Should we also elect our IT Directors in a similar manner to the General Election? Or should they be elected based on friendships or family relationships rather than talent, which is the normal tradition. Aren’t all IT Directors a secret coalition as you’re given the job because you’re obedient to your master and not allowed to think for yourself i.e. a puppet government. Let’s review the positives and positives……yes, that was not a typo, of a democratic electoral vote.

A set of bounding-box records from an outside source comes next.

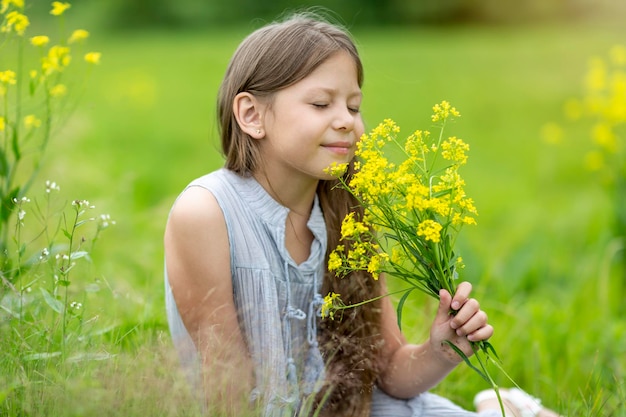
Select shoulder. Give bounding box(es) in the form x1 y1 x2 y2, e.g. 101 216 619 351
168 186 223 225
165 186 228 259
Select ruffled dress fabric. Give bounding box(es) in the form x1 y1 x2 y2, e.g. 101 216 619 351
165 169 499 417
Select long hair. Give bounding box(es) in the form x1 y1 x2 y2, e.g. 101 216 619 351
217 13 380 416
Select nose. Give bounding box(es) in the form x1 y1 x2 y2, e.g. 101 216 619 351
333 108 359 132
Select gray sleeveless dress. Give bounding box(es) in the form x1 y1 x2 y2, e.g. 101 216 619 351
165 169 499 417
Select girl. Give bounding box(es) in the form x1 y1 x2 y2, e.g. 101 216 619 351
165 14 553 417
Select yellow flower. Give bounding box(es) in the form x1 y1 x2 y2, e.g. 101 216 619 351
0 11 30 36
85 52 102 65
591 123 617 153
367 252 389 280
328 249 343 271
0 0 24 13
341 212 369 239
441 136 469 165
24 114 41 129
0 70 16 85
324 162 348 178
30 35 50 46
417 220 443 243
50 1 71 16
585 151 605 171
320 292 341 319
41 45 72 75
609 45 626 66
50 84 67 97
563 99 584 120
430 100 461 122
67 29 89 43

Employees should have a minimum of three potential candidates to elect who cannot be related. Each candidate should submit his ‘promises’ and manifesto to employees and allowed a budget of 100 pounds (excluding donations) for campaigning. The longer the campaign, the better for employees as drinks to bribe voters will have to come from the candidates own pocket (it has been proven fictitious expense fraud increases in the run up to IT Directorial Elections mainly by the candidates).


Employees should vote in closed doors and supervised by a neutral i.e. someone who does not work with a computer and has no link with the IT Department, in fact someone who doesn’t even know there is an IT Department at the workplace and who thinks IT stands for Immigrants Toilet.

An IT Director leadership contest should only last two years before a re-election. This is sufficient time to deliver on his promises even if they cram the entire manifesto in the last week before re-election. IT Director pay should be performance related and expenses should be made public to employees.


Here’s a typical manifesto or a Dummies Guide to Election Victory for an IT Director

1) Promise to install a decent coffee machine as the 5 pound Tesco one has seen better days after two weeks use, let alone two years. Placing a cleaning filter in every six months or hiring a contractor (IT Directors lazy good for nothing brother who splits profits with IT Director) to ‘service’ it every 4 weeks is not washing……….away the grime.

2) I will promise to smile and greet passer-bys with a hello in the morning, plus fresh croissants everytime my expense sheet is signed off by myself.

3) I promise not to hire dumb contractors just to spend the allocated budget before year end. This is like giving a 10,000 piece jigsaw puzzle (which you worked on for a year) with 20 pieces remaining to a 6 month old baby. He’ll come along, rip the thing apart, try and place things where they shouldn’t go, take a break, let his guardian feed and burp him , return, urinate on it and then crawl away to seek new destruction elsewhere.

4) I promise to allow the World Cup to be broadcast live at the workplace. Simple, effective and a crowd pleaser. You may have to extend to the Rugby World Cup, afternoon Eastenders episodes and Supermarket Dash to gain majority share.

5) I promise to make all Director expense claims, especially the Marketing Department who are good for nothings cash drainers, available for all employees to view.

6) I promise to leave the country with my wife, kids and mistresses and never return if 99% of the votes are against me.